In one particularly moving scene, a survivor describes how he despaired at the bleak camp conditions and resolved to die one night by throwing himself onto the camp’s electric fence.

As he ran towards the fence, however, he heard other prisoners singing songs of Hanukkah, the Jewish festival commemorating the community’s survival during ancient Greek persecution.

The songs stopped him in his tracks, infusing him with a feeling of being “bolted to the ground.” At that moment, he chose to continue living, he said.

Cohen told The Media Line that the scene had convinced a teenage girl who watched the pilot to continue living. She wrote to the creators, saying that she had tried several times to commit suicide, but that if the camp survivor could continue living “without a family, a mother, a father, and friends, alone in the entire world, then I can too.”

Goldwasser narrated the film in Hebrew, and it was then dubbed into English.
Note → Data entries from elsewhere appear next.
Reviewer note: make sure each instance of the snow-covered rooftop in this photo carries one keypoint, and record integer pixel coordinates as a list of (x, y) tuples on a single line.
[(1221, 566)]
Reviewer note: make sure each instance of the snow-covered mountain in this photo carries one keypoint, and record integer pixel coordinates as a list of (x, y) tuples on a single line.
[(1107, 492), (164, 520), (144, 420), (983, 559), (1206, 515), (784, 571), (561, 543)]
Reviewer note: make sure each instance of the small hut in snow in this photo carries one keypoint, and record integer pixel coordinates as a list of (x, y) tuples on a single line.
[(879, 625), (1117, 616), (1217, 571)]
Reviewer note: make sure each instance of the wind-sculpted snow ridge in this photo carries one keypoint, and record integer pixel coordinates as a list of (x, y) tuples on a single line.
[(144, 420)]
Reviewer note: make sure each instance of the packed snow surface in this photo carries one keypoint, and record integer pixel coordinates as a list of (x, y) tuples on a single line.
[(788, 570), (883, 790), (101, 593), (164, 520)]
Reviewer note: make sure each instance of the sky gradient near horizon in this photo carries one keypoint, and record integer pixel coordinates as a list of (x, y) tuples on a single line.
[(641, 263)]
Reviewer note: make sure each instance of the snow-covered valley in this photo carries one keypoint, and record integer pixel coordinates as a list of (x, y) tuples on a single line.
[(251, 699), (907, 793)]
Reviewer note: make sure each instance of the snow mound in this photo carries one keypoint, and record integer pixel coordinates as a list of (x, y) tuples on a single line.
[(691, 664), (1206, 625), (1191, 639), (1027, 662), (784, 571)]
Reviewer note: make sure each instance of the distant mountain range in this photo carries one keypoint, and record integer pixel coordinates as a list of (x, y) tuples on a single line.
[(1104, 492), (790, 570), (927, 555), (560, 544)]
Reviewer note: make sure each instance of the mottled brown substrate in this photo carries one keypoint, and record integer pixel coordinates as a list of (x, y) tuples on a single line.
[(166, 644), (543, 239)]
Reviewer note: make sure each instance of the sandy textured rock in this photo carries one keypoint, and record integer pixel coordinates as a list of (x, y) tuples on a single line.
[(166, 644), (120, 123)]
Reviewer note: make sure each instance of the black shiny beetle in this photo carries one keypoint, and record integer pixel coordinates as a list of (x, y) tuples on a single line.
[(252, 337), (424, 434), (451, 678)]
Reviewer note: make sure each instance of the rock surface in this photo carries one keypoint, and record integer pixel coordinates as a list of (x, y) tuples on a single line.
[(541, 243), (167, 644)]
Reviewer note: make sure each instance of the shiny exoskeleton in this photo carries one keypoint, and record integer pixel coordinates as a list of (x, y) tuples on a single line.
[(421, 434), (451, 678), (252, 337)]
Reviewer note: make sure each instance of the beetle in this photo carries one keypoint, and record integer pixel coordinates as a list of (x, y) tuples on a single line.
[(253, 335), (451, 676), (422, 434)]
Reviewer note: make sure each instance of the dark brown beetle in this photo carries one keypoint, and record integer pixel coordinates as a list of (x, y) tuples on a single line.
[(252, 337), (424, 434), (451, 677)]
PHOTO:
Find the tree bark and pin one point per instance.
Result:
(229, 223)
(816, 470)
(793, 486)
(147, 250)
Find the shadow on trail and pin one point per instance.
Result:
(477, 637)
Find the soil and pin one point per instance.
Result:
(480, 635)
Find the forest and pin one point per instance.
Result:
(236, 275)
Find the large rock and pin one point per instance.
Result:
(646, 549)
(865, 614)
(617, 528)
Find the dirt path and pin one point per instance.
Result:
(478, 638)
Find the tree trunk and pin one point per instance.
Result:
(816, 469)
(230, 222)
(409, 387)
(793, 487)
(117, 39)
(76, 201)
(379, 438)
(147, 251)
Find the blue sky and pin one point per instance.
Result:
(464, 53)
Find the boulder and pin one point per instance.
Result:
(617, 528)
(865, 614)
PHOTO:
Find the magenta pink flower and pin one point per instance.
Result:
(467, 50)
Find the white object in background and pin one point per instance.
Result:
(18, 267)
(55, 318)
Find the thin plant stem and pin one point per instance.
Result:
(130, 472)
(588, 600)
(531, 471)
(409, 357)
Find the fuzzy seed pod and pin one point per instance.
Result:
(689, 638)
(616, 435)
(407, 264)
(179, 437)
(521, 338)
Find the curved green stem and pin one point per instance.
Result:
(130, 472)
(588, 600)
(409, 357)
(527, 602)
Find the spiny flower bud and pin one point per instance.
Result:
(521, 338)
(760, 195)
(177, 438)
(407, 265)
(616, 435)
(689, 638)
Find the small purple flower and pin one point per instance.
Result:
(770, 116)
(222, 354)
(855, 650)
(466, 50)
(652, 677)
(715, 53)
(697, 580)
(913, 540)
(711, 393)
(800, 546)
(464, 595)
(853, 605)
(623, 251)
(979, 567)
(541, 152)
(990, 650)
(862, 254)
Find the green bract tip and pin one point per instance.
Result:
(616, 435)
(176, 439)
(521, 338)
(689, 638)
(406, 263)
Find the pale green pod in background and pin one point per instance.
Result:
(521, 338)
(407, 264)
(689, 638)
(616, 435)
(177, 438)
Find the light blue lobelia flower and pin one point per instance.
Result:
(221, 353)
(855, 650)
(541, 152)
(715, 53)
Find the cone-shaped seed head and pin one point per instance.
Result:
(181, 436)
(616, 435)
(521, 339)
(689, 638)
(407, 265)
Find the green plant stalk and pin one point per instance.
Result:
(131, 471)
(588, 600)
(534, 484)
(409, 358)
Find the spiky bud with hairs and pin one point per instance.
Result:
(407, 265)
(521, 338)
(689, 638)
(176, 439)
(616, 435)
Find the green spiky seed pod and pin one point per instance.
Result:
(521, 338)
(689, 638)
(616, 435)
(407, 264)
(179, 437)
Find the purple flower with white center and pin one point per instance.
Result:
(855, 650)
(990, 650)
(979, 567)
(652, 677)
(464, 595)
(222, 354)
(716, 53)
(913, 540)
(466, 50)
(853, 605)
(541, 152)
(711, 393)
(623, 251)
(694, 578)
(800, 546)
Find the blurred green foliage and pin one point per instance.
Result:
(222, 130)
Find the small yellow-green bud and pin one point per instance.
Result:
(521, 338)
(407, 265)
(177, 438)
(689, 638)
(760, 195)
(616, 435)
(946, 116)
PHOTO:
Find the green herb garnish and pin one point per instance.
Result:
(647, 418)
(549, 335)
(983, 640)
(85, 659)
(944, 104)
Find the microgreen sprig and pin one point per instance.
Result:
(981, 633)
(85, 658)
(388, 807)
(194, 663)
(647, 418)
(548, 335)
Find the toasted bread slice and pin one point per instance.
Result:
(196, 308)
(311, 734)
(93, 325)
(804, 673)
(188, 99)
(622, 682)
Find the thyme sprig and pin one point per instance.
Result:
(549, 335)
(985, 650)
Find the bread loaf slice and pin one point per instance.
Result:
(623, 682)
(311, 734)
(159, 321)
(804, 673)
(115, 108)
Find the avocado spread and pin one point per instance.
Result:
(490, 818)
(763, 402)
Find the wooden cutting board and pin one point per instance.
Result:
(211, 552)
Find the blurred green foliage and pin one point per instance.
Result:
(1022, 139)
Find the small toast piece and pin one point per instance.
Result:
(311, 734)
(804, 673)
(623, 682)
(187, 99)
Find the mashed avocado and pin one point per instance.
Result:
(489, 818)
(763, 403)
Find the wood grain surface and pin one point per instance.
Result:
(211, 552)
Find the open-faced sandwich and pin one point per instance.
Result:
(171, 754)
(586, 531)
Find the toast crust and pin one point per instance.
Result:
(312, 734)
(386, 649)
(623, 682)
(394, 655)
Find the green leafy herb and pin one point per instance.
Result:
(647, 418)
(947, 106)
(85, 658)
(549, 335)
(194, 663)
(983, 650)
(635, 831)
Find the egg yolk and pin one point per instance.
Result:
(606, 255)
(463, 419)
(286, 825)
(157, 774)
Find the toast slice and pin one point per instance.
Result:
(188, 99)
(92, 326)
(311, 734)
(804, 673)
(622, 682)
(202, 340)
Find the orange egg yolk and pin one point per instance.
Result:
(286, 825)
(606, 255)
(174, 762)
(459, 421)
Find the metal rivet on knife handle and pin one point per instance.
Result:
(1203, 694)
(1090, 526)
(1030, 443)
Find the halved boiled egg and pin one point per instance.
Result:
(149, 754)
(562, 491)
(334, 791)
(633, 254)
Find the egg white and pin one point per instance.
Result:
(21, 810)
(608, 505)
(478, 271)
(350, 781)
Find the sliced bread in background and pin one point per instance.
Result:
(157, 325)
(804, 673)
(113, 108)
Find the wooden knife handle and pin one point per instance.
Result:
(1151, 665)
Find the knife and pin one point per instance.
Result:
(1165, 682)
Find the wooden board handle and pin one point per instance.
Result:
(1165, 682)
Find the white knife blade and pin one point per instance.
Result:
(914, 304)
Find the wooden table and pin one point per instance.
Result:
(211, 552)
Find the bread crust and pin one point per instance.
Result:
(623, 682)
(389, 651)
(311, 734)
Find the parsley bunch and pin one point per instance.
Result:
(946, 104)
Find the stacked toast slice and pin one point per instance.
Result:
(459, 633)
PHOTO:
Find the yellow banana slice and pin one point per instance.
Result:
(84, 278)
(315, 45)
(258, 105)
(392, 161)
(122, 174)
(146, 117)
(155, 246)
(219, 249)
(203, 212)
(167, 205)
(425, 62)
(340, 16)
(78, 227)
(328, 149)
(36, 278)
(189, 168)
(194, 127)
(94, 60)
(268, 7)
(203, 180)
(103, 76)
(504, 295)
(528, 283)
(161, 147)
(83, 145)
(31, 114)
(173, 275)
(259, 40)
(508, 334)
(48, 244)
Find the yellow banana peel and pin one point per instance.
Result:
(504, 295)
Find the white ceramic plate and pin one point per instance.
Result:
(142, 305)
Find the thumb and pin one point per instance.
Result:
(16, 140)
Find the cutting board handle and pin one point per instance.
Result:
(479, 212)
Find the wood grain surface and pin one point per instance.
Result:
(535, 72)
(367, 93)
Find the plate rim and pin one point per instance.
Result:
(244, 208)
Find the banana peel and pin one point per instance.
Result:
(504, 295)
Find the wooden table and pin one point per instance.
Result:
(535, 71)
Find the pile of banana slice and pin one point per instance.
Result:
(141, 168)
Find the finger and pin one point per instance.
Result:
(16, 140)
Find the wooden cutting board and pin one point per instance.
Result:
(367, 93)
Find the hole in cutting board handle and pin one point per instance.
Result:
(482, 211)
“I’ve had the honor of leading dozens of groups through Auschwitz, but this time, I felt this was the most powerful experience of all,” Goldwasser told The Media Line. He said it felt as if “the Jewish souls” who died in the camp were themselves “guiding me.”

The film ends with scenes of Israeli soldiers at the Western Wall in Jerusalem singing “Hatikvah” (“The Hope”), Israel’s national anthem. “We felt we could not leave viewers there” in Auschwitz, but rather “had to bring it back to Israel,” Cohen said.

We went in there with much respect. We felt that the Shoah [the Holocaust] is holy; you can’t touch it.

Speaking of filming and completing the project, Cohen said, “We went in there with much respect. We felt that the Shoah [the Holocaust] is holy; you can’t touch it.” As a result, they did not add any special effects, other than in one scene in which they showed how thick the black smoke was from the gas chambers.

As time goes on and the survivors pass away, Cohen said, “Memories are changing to history.”

“The difference between history and memory is that [survivors] heard, felt, and smelt something inside of them. History, by contrast, is outside of you,” she said.

The VR movie, Cohen believes, inserts “life into history and changes it into memory,” helping viewers go through a profound “emotional experience.”

Cohen said she was shocked at how little some viewers knew of the Holocaust. One viewer from Austria had never heard of the SS, the Nazi organization that served as Hitler’s personal bodyguard and executor of special projects, including the torture and murder of 6 million Jews.

Auschwitz survivors have expressed their gratitude for the film, Cohen said. One told Cohen she could shut her eyes and “know that when my friends and I are no longer here, someone will continue to tell our story.”

Cohen, Kapilowitz, and Naiman are hoping for additional funding to bring Triumph of the Spirit to schools and workplaces. Tickets to see the film cost 75 shekels each.